The way you do it is by seeking out the staff and peers, etc. with whom you formed relationships that had meaning to you. You ask them if they are willing to have a conversation with you. And then you tell them:

  • What it meant to know them.
  • What you gained from knowing them (ie, what you learned from knowing them).
  • What you missed (ie, your regrets of what you weren't able to do with them or learn from them).
Then you listen and see what they say back to you. That is, you give them an opportunity to do the same withdrawing, etc. you are trying to do with them.


This approach to closure can also be understood through Mueller and Kell's three-part framework (from their classic work Coping with conflict; supervising counselors and psychotherapists):
  • 1) Anxiety approaching
    • This would be the person who is willing to face up to the task (of saying goodbye) and all the concerns, anxieties and grief associated with it. Mueller and Kell consider anxiety approaching to be the healthiest approach.
  • 2) Anxiety avoiding
    • This would be the person who tries to avoid the task altogether. A typical way of doing this would be "slipping out" early before anyone has a chance to say goodbye to you. (I have often been guilty of this one!!)
  • 3) Anxiety binding
    • This would be the person who denies there is any anxiety or change at all. A typical anxiety binding behavior around saying goodbye would be to pretend nothing has changed ("Don't worry, we're not really saying goodbye; we'll stay in touch all the time"). Anxiety binding is the worst approach according to Mueller and Kell. The problem regarding the task of saying goodbye is that all the energy that went into the (now ending) relationship gets binded there and thus cannot be withdrawn to reinvest in building new relationships. Put another way, this person is not able to "move on".


One of the things I have been learning over the course of the summer is about the expected pattern of a CPE unit over time. Students at the very beginning of a unit, for example, are likely to try and reassure themselves (in the face of the unknown and the anxiety they are facing) by trying to reassure the supervisor -- that is, by telling the supervisor how wonderful the program and the supervisor are and how impressed they are by it, etc. A week or two later, some kind of push-back and resistance ("you're asking me to do too much!!!!!") can be expected.
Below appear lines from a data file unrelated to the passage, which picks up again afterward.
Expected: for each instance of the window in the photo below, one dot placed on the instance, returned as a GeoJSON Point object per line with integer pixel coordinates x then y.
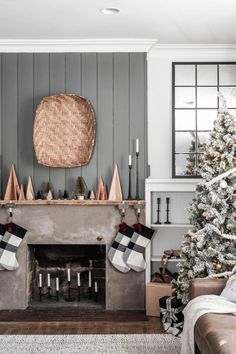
{"type": "Point", "coordinates": [194, 105]}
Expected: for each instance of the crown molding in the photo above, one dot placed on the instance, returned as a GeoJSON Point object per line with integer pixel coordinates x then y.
{"type": "Point", "coordinates": [76, 45]}
{"type": "Point", "coordinates": [161, 50]}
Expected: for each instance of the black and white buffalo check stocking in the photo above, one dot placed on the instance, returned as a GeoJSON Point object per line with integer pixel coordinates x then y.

This manifests somewhere later in the unit in the "point of peak frustration". How a student copes with that crisis often is the key determiner of what their most important learnings will be for a unit.

Here are some posts I made that commented on the development of these sorts of things during a unit:

And here are some other posts that came out of the work we did this summer:


It really has been a great summer. My prayer is that my students will be able to take the Torah we imparted to them this summer and carry it within their hearts to help foster healing wherever they go. May it be the will of the Blessed Holy One that their congregants, patients, clients, families and friends will all be enriched by their spiritual care and growth.